The third thing we noticed after this, was that she was having what we now know are seizures. At the time, we had no idea what was going on. She would curl up into a ball and cry out in pain. We took her to the GP again and explained what was happening, but they told us it was a sign of her re-flux and to just increase her medication.
Nova has been diagnosed with a form of epilepsy called West Syndrome (or Infantile spasms). Only 1 in around 3000 infants develop it each year in the UK. The outlook for Nova is still very much unknown, as the spectrum is massive. She could be anywhere from perfectly fine to severely disabled, or anywhere in between. There are so many factors that can affect the prognosis, and the main one is the cause of the epilepsy. At the moment, they have not found the cause for Nova’s epilepsy (which we have been told is the best outcome), although they did seem concerned when I mentioned Nova had a grade 1 brain bleed at birth. There is a high chance that a different form of epilepsy could present itself further along in Nova’s life, which is something we will always be on the look out for.
Causes and Treatment
Please tell us about the causes and Nova’s treatment.

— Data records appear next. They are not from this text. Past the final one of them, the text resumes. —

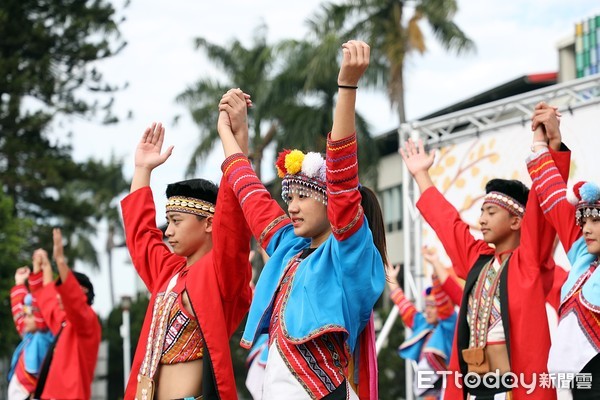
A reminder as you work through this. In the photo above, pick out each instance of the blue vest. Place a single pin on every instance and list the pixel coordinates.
(334, 288)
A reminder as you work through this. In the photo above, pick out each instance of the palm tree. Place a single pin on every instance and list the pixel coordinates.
(392, 36)
(293, 86)
(248, 68)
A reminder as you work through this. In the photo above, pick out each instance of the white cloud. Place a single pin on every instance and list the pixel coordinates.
(513, 38)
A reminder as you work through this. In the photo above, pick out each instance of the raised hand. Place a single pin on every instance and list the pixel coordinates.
(416, 158)
(59, 255)
(236, 103)
(430, 255)
(545, 122)
(21, 275)
(36, 260)
(355, 61)
(46, 267)
(58, 252)
(148, 152)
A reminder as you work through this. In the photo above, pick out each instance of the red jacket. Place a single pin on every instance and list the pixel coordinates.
(72, 370)
(524, 286)
(218, 285)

Some causes of West Syndrome could be:
In some cases (usually where most the success stories are) no cause has ever been found!
Nova has recently completed 2 courses of a high dose steroid called ACTH, 2 courses of Prednisolone, and is currently on Vigabatrin until the foreseeable future to control the seizures. Thankfully, we have seen no seizures since, and we have our happy, smiley girl back. Nova has been under very careful observation by the hospital for the last 2 months. We had nurses visiting almost daily whilst she was on the steroids. They have recently discharged her from the nurse visits, which has been a welcome result. It’s good to finally get back to some form of normalcy! She still has regular follow ups at the hospital with her neurology consultant, and will for a while.
Due to the West Syndrome, she is currently only 4 months old developmentally. She is Cortically Visually impaired, and her hearing does not seem to be as good as it once was. She is about to start physiotherapy to try to help her catch up. Nova has been referred to the early support team for our local area. Her neurology consultant seems hopeful her vision and hearing will return, and that she will go on to develop as normal as long as her epilepsy is under control, but a lot still hinges on the genetic testing she has had done. We will hear the results of this in September, so fingers crossed!
The Warning Signals
One of the biggest signs of West Syndrome is developmental regression. Nova was developing perfectly normal for her adjusted age, and was on the verge of sitting up before she started having seizures. Now, she has only just started rolling over again and has lost a lot of her head control. She can barely sit up with support!
One thing I would like to stress to anyone reading this is don’t always take your general practitioner’s word as gospel. If you think something is wrong, keep pushing the issue. As good as they might be (and Nova’s GPs have been fantastic with her since she was discharged) they are not the experts in every medical condition going. My biggest regret is not pushing harder for Nova, and this is a guilt that can never go away.
West syndrome is something that is treated and managed much better if diagnosed early. Unfortunately for Nova, it was 2 months before she was diagnosed. By that time, her vision and hearing had gone. Had it been treated earlier, it could have been a very different story.
How you can help
Even though West Syndrome is rare, it is a very serious condition. Early detection is key to helping get the best outcomes. With a rare condition like West Syndrome, the best tools we have are education and awareness. If you notice developmental regression, as Rebecca pointed out, please talk to your doctor.